As I pointed out in my previous entry, the U.S. has already agreed a law that allows governments to define what constitutes torture; we're now only a short step from this ourselves. Perhaps when the Lord Chancellor tells us our rights are as British as beer he means that they don't apply to Muslims?
Let's extend this a little further. Do the needs of the many outweigh the needs of the few? So, if I walk out onto a pedestrian crossing in front of a bus, should it stop? There are more people on the bus and their safety would be compromised by an emergency stop, even though I'm on a zebra crossing.
And does this apply just to safety? If the majority of a company's employees are male and the company is successful, why should it jeopardise its corporate culture by employing a woman?
The purpose of government is to benefit individuals in ways that they could not achieve as individuals: provide education, security, infrastructure that no single individual could implement. Constraining individual rights in the name of a common good is the complete antithesis of this principle.

Friday, October 20, 2006

Tortuous arguments

As the US introduces new legislation that effectively allows politicians to define what constitutes torture as it suits them, and a recent survey by the BBC shows increasing public support for abuse of suspects, I thought I'd point you in the direction of an interesting discussion on the subject.

Monday, October 16, 2006

Terrifying

This article from the Register says a lot about how I feel terrorism is being judged currently in this country.

Tuesday, October 10, 2006

My son on TV

I'm not grooming him for a career in television, but he's started anyway. Go to BBC London TV and Radio and follow the link to Nursing to be cut in Barnet.
Oh yes, and the missus is on there too.
It's an important story, so worth watching, if parochial.

Preoccupations

Paul Hunter gave generously to neuroendocrine tumour charities. He wasn't even 28.
I'm sick of being sick: bloody diminished neutrophils. Can't walk down the street without feeling knackered.
Like Paul Hunter, I can't do my job properly on the treatment. Unlike Paul Hunter, the interferon should be less intrusive and I should have fewer metastases. I hope to find the interferon working miracles so I can get back to my normal self.
I also hope Hunter's popularity draws some extra attention and resources a largely unknown problem.

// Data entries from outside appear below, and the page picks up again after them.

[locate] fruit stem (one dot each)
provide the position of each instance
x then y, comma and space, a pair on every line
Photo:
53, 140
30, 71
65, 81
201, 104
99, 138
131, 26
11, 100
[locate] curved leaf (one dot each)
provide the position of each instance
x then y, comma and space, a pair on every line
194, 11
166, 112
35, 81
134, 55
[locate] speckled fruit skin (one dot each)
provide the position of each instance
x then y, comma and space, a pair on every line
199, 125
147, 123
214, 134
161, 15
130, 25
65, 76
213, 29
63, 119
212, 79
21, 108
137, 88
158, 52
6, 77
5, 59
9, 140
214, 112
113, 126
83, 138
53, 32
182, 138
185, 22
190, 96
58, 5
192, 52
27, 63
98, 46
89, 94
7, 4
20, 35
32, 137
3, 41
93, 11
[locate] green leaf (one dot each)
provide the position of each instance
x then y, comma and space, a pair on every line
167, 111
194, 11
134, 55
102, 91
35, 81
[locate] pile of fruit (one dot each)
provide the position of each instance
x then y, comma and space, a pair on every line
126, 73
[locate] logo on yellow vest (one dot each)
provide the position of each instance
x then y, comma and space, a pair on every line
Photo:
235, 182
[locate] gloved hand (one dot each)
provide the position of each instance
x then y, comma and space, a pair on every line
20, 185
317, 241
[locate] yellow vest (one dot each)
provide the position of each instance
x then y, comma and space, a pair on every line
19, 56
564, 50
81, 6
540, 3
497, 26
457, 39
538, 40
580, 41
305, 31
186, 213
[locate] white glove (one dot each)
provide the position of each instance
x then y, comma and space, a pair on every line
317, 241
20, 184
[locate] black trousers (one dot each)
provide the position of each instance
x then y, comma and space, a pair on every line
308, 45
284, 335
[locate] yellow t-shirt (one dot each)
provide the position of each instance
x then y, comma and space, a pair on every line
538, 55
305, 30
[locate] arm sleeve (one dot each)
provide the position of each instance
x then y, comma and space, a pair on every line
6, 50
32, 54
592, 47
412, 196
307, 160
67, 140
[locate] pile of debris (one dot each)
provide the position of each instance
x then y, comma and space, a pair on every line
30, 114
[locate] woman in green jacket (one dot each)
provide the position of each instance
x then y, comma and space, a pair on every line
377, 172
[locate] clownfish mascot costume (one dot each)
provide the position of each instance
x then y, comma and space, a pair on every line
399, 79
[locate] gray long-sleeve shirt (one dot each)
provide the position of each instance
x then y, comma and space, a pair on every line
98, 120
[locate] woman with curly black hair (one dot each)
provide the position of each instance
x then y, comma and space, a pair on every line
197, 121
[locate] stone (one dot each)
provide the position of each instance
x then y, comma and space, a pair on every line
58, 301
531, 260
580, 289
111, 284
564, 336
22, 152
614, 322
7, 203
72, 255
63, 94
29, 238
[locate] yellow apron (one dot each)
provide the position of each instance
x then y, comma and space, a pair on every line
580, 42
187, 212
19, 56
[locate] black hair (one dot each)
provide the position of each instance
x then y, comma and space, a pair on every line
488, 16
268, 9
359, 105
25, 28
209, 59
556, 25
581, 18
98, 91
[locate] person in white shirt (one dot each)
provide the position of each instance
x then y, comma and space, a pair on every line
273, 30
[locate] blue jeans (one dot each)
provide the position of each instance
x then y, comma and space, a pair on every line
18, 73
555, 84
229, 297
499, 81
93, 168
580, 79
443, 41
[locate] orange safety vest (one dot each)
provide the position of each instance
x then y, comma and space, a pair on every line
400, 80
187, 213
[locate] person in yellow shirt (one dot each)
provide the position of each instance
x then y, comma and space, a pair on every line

Thursday, September 28, 2006

What are our rights?

Is the irony not lost on anyone that a man taking his case to the European Court of Human Rights is being sponsored by the UK Independence Party?
The case concerns obliging car owners to identify the driver when caught on speed camera. Is this self-incrimination? If so, why has this case never been raised when the right to silence was withdrawn? And aren't those involved yet again confusing us with the U.S., where the fifth amendment would prevent this sort of thing? And what about protecting others from the law? Isn't there some degree of obligation to "shop" people who have behaved recklessly? I'd never speed myself, obviously.
It seems slightly fatuous that the payment of a speeding fine should be the trigger that defines whether we have a right to silence in criminal investigations. When are we allowed to protect ourselves and those around us from prosecution? What precedents will the impending ruling set? And at what point should we face up to the consequences of our actions?